As a head marketing honcho at Washington, DC-based Iridium, John Windolph plans to turn his company's upcoming global satellite communications services into a gold mine.
Windolph joined the company in 1992 and has spent the last six years preparing for this September, when Iridium becomes the first satellite operator to offer voice and paging service anywhere on the planet.
A former public relations specialist at Hill & Knowlton, he's the consummate spinmeister. "Who was the first person to fly across the Atlantic Ocean?" He asks confidently. "Now, who was the second?"
Windolph is banking that no self-respecting gadget junkie will be able to resist the company's lightweight handsets.
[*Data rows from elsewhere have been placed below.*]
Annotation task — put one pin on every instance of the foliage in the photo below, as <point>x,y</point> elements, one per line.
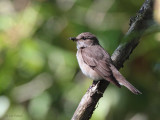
<point>39,75</point>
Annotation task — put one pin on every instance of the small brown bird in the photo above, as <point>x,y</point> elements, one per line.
<point>96,63</point>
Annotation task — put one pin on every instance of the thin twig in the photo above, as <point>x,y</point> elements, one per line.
<point>138,24</point>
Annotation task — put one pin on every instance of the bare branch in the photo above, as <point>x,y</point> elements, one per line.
<point>138,24</point>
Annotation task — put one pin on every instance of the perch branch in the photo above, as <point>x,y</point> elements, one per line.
<point>138,24</point>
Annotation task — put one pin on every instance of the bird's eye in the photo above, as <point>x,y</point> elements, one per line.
<point>83,38</point>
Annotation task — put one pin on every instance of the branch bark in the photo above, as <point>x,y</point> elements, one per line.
<point>138,24</point>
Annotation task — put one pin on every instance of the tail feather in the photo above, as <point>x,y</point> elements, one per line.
<point>118,76</point>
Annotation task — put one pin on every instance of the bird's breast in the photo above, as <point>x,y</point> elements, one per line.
<point>86,69</point>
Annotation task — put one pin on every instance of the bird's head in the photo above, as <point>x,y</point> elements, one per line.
<point>85,39</point>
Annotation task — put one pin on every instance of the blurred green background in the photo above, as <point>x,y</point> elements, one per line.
<point>39,74</point>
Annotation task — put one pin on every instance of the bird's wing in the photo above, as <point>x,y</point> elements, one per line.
<point>99,60</point>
For years, business travelers in the developing world have had to lug around the dreaded Inmarsat terminal, a heavy metal albatross. Now they can get the same functionality in a sleek 10-ounce phone. And with the devices priced at US$3,000 a pop, he's betting they'll stick with their Iridium investment when new competitors enter the market.
While Iridium may be the first, rival voice and data service companies such as Globalstar and ICO Global Communications will be ready to rumble by mid-1999. Shrugs Globalstar spokesperson David Benton, "We think the market is larger than just international business travelers." Meanwhile, Ka-band behemoths such as Teledesic will emerge shortly after the new millennium with fixed, multimegabit video and data pipelines. Windolph says Iridium, which maxes out at 2400 baud, will stick to its telephony strengths and let Teledesic woo the cybernauts.
Of course, Windolph isn't taking any chances. "This is crunch time," he says. "I have to drink this supermultivitamin drink every day, and then I have a protein shake. This allows me to work ridiculous hours when I should be sleeping." With competitors slamming power drinks of their own, Windolph's nap time doesn't appear imminent.